It's a rarity that I've had a book in my hand 2-3 chapters deep into it, to then come to the realization that not only have I read the book before but with that realization, committed to rereading it. Assata: An Autobiography was one of those books. I found myself drawn to her life, her story, her being right on the heels of co-planning my mothers birthday trip to Cuba. I fantasized about my feet following the rhythm of bata drums in unison with my shoulders & arms, mirroring my mothers energy in an open green meadow near the coastline; with the ebb & flow of all that is under, in, and above the waters of the Caribbean Sea. Would Assata be a bystander watching our white skirts twirl with the breeze? Would Assata offer us Saoco to keep our thirst at bay? Would Assata welcome us whole heartedly to the land that abundantly gave her warm refuge?
I did not enjoy reading her autobiography but it was a necessary read. The reality of the atrocities experienced by Assata were gripping pertaining to the incorrigible institutes that attempted to keep her body, mind and spirit captive. I reiterate that I did not enjoy reading her autobiography. The realities of the 60's & 70's that milked the essence of the black experience for those who were "woke" & active participants in the progression of human rights for people of color was an experience that I preferred to dissociate from. I found myself irritable while crossing the pages in reference of her hospitalization after being shot in the stomach, agitated at my desire for her to have a fair trial while repeatedly under siege to an all white jury, and attached to my cognitive dissonance at the notion that this Queen was a victim in a land that gave zero fucks about her or her lineage. To be referred to and held in spirit as a Queen and for the subjective observer in me to objectively take in the ways in which she was disrespected over and over again was heart breaking. Yet, as a young black woman living in America, in the present, there isn't a choice in liking or accepting or integrating in parallels within her experience and mine. It just is. That's at the core of why I did not enjoy reading her autobiography. It was too real. In fact, during this reread I found myself inspired to write poetry in response to Assata's spirit pouring across the pages; in an attempt to sublimate the incited anger towards the privileged who get to read a work of this kind detached from the racial experience that one can only experience if they are a person of color.
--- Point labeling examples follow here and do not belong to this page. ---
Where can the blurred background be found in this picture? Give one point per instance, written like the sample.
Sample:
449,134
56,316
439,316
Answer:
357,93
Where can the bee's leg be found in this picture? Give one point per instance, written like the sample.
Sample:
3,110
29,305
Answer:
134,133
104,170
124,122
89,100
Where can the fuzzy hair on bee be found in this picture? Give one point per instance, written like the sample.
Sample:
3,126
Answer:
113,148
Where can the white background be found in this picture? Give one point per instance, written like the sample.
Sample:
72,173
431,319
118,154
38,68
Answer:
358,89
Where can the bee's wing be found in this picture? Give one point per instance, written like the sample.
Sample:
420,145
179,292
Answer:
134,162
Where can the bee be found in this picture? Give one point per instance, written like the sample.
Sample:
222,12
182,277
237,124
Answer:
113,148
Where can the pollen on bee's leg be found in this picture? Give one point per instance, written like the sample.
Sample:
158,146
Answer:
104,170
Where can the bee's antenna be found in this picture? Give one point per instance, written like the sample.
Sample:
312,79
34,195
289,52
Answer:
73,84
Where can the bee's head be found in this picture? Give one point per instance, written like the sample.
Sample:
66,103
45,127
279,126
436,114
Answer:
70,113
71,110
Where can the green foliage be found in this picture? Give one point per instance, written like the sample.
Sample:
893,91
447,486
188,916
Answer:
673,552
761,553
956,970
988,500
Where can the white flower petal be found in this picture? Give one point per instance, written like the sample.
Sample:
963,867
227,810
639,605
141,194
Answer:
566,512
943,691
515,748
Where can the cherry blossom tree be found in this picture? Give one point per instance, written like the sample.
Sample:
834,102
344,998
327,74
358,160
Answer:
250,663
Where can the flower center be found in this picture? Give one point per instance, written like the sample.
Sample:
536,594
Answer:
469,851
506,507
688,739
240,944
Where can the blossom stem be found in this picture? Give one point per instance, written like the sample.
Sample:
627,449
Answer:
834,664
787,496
Ms. Shakur put her humanness and dysfunctional beginnings front and center of her story pertaining to her upbringing, failures and family dynamics. She was no saint and at no point in the book did she attempt to present herself as anything less or more. There was no sugar coating, cherry on top or creme in the middle. Assata fully articulated an understanding of her value & worth to herself and it's incongruence with her value & worth as a black woman in America.
My 1 criticism of this piece was her decision to not include how she actually escaped! At times I am nosy and at times I am simply curious! She not only deserves a round of applause but also recognition for being a true magician in her own rite. I hope that we cross paths in Cuba.
FAVORITE ASSATA SHAKUR QUOTES
“Nobody in the world, nobody in history, has ever gotten their freedom by appealing to the moral sense of the people who were oppressing them”
“Before going back to college, i knew i didn't want to be an intellectual, spending my life in books and libraries without knowing what the hell is going on in the streets. Theory without practice is just as incomplete as practice without theory. The two have to go together.”